L’arbitre conclut que la décision de l’employeur était déraisonnable. En effet, l’employeur a transformé ce qui doit être une entrevue de sélection, donc avant l’embauche, en entrevue d’évaluation du travail. Ce faisant, l’employeur a ajouté à la convention collective.

L’arbitre retient ainsi la position du syndicat selon laquelle une telle entrevue doit se faire en amont, c’est-à-dire avant l’embauche. Le but même de l’entrevue est de voir si l’enseignant a la formation requise et s’il est prêt à enseigner.
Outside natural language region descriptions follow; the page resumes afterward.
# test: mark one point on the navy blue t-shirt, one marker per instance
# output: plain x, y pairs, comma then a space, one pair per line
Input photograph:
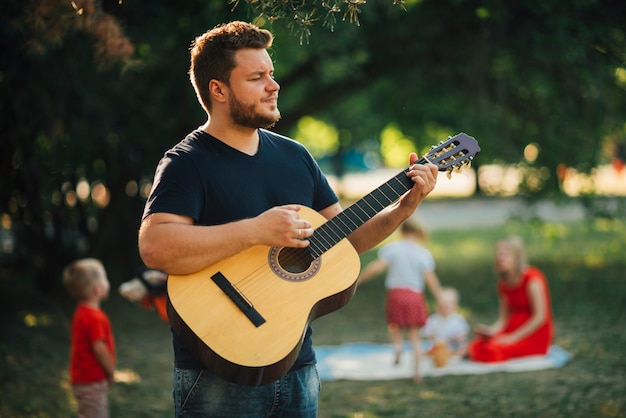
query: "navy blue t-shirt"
213, 183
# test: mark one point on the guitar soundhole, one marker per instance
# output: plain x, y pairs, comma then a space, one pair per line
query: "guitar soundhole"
293, 264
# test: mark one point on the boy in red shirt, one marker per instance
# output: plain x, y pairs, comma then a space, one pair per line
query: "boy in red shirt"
92, 353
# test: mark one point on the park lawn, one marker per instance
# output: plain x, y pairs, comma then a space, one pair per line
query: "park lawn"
585, 264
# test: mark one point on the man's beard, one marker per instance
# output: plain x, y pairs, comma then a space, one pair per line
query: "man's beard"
245, 115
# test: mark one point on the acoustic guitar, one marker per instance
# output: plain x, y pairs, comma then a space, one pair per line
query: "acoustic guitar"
246, 316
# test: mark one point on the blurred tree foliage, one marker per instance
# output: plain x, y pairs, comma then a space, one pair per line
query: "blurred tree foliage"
93, 91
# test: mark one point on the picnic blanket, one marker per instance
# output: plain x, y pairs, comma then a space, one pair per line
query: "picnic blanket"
374, 361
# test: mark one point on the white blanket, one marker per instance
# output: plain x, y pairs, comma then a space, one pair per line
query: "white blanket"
371, 361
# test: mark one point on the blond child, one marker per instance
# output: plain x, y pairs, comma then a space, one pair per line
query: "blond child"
410, 268
92, 351
447, 329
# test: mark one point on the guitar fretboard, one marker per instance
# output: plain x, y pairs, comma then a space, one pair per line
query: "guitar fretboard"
346, 222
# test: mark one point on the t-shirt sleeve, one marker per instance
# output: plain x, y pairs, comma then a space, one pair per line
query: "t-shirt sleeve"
175, 189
Le fait de retarder potentiellement jusqu’au mois de décembre la tenue de cette entrevue de sélection signifierait qu’après trois mois d’enseignement, l’employeur pourrait conclure que la personne choisie n’a pas la formation requise ou qu’elle n’est pas prête.

Or, en enseignant pendant un mois, il faut conclure que l’enseignante a démontré qu’elle remplissait ce qui est recherché par l’entrevue de sélection.

Par ailleurs, l’employeur avait soulevé un argument en lien avec une pratique passée, lequel n’a pas été retenu par l’arbitre.

Pour ces motifs, l’arbitre a accueilli le grief et a ordonné à l’employeur d’octroyer à l’enseignante son poste régulier tel que confirmé le 16 août 2021.